We got an email from her this week thanking us for all the updates (printed pictures/scrapbook pages and DD's fb page). She also indicated they would like to see DD in November if possible.
I was absolutely expecting this and I don't have any problem with it at all. My husband however, is lagging behind me in the openness category. :-) I could tell by his face that he's uncertain, nervous and insecure about this. So question # 1: Any thoughts on how I can help him feel better about having this meeting?
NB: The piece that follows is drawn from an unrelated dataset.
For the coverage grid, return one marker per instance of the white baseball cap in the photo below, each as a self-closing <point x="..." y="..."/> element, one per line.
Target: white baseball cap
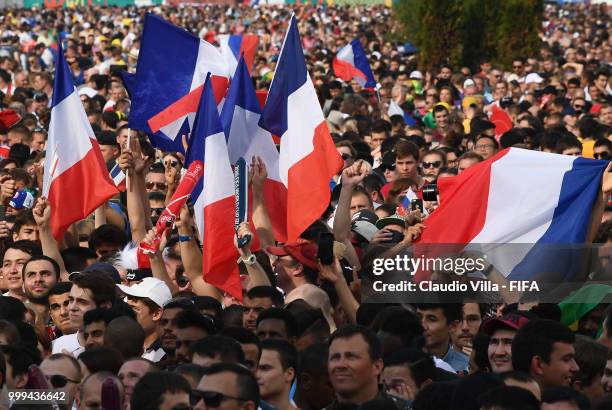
<point x="533" y="78"/>
<point x="151" y="288"/>
<point x="416" y="75"/>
Question #2: I need to stall the answer on this to emom for now while dh gets comfortable. I thought about telling them that we hadn't figured out the arrangements for the November trip yet and whether or not DD would be making the trip or staying with family. That we would give it some thought and closer to time, we could make plans. This is actually true - we've been going back and forth on it. Is this a good response? I don't want to say yes till dh is on board and I don't want to say no yet either.
Question #3: Assuming we get dh on board and plan this meeting, any thoughts or tips on how to make this work well? When we went for DD's birth, we met them at a park the day before the birth and really only talked for a few minutes. That's all they wanted and it was hot. The weather will be nicer in November in FL so that may lend itself to more time. . . . or she may still feel awkward and only stay a few minutes. . . . .
Thanks for all the help!
Even though our first visit was in a comfortable place (good temperature, no need to rush) it was fairly quick (just under an hour). I think that first visit was pretty emotional for her. In your case, not only will they be seeing her for the first time since birth, but also possibly placing again...they may not be emotionally able for a long visit.
As For your DH, what happened with mine is that he got more comfortable the more time he spent with first mom and the better he got to know her. Maybe he'll be more comfortable if you're more specific about where you'll meet and what you'll do and how long it will last.
Our first visit was the most awkward, but that was also partially due to the fact that peanut was just 6 months old And not really doing a lot so we really had to interact/converse a lot more with each other and were nervous about that. It went really well, though. Now that he's mobile and has such personality and DOES things, the visits are about all of us trying to keep up with him!
Good luck to you, and how awesome these siblings may be able to stay together!